Pathology - Posters C
Titanilla Dankó1, Dorottya Moldvai1, Péter Sasvári2, Gábor Petővári1, Dániel Sztankovics1, Ildikó Krencz1, Regina Raffay1, Fanni Bugyi3, Lilla Turiák3, Anna Sebestyén1
1 Department of Pathology and Experimental Cancer Research, Semmelweis University, Budapest
2 Department of Physiology, Semmelweis University, Budapest
3 MS Proteomics Research Group, Research Centre for Natural Sciences, Budapest
Introduction. The development of preclinical models is necessary, as it is known that there may be significant differences between the outcomes of preclinical phase tests and the therapeutic effectivity. One of the aims of model developments is to create more complex test systems in order to model living tissue structures more realistically. This includes a new innovative technology, 3D bioprinting, which is a useful tool for creating tissue-like structures that can be cultured and tested in vitro.
Aims. Different models were applied for studying how two-dimensional (2D) and three-dimensional (3D) culturing conditions can affect metabolic features.

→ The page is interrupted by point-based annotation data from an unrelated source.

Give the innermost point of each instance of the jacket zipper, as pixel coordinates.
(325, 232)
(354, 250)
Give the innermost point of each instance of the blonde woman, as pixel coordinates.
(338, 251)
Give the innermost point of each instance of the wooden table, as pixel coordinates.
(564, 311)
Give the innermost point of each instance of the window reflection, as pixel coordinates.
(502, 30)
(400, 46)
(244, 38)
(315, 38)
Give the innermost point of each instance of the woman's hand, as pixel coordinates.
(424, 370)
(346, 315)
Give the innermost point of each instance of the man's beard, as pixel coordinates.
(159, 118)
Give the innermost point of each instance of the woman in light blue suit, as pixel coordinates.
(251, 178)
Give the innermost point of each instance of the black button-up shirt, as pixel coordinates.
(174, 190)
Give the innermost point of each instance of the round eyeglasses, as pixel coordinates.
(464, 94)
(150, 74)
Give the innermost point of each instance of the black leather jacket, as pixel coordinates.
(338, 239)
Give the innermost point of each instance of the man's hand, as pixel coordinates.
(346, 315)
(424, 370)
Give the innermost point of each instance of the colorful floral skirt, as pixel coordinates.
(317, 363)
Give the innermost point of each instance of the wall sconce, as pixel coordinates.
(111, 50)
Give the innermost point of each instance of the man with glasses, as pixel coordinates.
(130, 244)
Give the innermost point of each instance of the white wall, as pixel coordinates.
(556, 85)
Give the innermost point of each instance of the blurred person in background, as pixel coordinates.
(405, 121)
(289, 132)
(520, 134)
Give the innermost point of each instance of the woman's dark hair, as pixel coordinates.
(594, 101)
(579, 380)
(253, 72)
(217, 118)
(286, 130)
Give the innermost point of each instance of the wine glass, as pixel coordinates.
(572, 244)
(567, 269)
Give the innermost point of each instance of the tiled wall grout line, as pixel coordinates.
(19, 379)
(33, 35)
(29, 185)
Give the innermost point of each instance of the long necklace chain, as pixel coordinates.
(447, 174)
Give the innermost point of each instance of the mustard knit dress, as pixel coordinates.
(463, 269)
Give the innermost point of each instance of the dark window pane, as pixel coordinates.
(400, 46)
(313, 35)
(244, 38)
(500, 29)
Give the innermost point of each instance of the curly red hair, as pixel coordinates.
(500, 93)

Methods. In our experiments, 5 model systems were established using ZR75.1 human breast cancer cell line: traditional 2D and various 3D (hanging drop/gel-embedded spheroids, and 3D bioprinted structures) in vitro cell cultures and in vivo xenografts. Mass spectrometric (MS) measurements and bioinformatic analysis using proteomic data were performed for metabolic comparative studies. Expression changes of proteins predicting metabolic differences in our experimental model systems were also tested using immunohistochemical (IHC) stainings.

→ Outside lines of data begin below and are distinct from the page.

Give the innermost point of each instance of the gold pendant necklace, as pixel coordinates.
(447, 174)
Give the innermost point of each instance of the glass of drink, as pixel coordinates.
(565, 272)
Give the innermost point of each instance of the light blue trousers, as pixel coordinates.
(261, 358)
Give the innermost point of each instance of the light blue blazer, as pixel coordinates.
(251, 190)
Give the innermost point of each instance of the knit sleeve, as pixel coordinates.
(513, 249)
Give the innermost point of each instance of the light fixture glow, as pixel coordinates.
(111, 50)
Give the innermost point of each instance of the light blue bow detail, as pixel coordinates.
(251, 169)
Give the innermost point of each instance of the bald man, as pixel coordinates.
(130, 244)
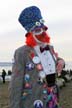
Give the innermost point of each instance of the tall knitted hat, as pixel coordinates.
(31, 17)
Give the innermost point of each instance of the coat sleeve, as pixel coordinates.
(16, 83)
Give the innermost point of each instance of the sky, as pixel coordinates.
(57, 15)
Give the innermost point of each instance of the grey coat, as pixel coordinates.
(17, 84)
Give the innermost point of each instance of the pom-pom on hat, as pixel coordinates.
(31, 18)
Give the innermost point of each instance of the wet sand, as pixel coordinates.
(65, 95)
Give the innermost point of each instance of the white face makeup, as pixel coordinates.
(38, 32)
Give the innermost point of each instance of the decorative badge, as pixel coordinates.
(38, 104)
(27, 77)
(39, 67)
(29, 66)
(36, 59)
(42, 74)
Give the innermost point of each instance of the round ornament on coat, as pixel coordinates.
(39, 67)
(27, 86)
(38, 104)
(36, 59)
(29, 66)
(42, 74)
(27, 77)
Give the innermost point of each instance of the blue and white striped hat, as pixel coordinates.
(31, 17)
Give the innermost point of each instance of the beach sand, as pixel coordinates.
(65, 95)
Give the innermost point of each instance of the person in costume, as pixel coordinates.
(33, 82)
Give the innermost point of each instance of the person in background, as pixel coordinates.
(33, 82)
(3, 75)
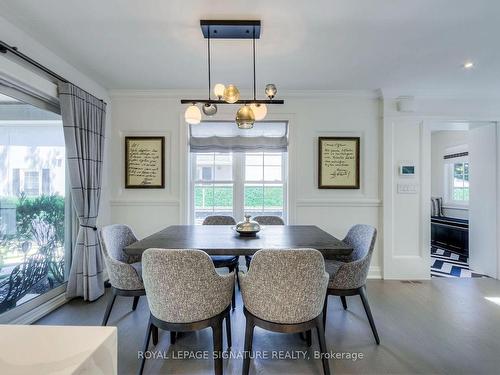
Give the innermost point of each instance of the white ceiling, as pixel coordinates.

Results. Based on the obtained results of proteomic data analysis, the samples have a normal distribution and are suitable for bioinformatic metabolic evaluation. Regarding our previous data on drug sensitivity differences in the 5 studied models, 2 proteins (GPx and ILK) were selected for further evaluation in protein expression studies. Differences in GPx and ILK expressions observed in the MS data analysis were validated in situ with IHC. Accordingly, 2D cell cultures can be characterized by reduced GPx protein expression level, in contrast, its expression was high in cells growing in 3D bioprinted structures and xenograft tumors.
Conclusion. All of these observations draw attention to the significant importance of the applied cell culturing methods, since these can affect the metabolic processes and influence the effects of pharmaceutical agents tested in different model systems. Consequently, the selection and the usage of models in preclinical trials are non-negligible factors from the point of view of drug sensitivity.
Funding. TKP2021-EGA-24, NKFI-FK-128404, NKFI-K-142799 (A.S.); ÚNKP-22-4-I-SE-12 (T.D.); ÚNKP-22-4-II-SE-9 (G.P.); EFOP-3.6.3-VEKOP-16-2017-00009 (D.S., D.M.)